In short, someone needed to bring down MEDoc without really considering the consequences. As is known, as a result of the infection, the computers of the Kyiv metro, Odessa, Kyiv, and Boryspil airports, Ukrenergo, and a number of government and commercial enterprises were damaged.

However, as it turned out, the Ukrainian cyber police banned the use of both MEDoc and its competitors for electronic reporting.

Now some technical information. According to virus analysts, Petya and its relatives are a rewritten code of the already known Bad Rabbit virus, and the procedure for extorting money itself is organized lamely.

In particular, it was easy for law enforcement to determine into which account $300 of Bitcoin equivalents were deposited, and the 60-digit computer index could not be copied and pasted into a special decryptor window to begin the hard drive unlocking procedure. Which indicates rather crude work, in no way typical of special services hackers.

Even the foreign accusers themselves do not believe that Russia is behind the spread of Petya’s viruses.

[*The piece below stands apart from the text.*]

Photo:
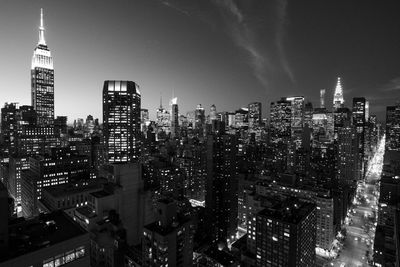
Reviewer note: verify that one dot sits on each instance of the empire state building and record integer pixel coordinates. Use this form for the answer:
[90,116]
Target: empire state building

After all, then it is not clear why, having iron facts in their hands, they carefully hide them and do not try to demand compensation in court for the damage caused (and considerable damage) caused by viral infection from the Russian Federation.

Only the Ukrainian hunters and their pocket-sized empty-heads stutter about monetary compensation.

But don’t even spit in the eyes of these figures: even if the cap on the Svidomo thieves burns like a rocket flame, they will still claim that it was the damned katsaps who crap in their trousers.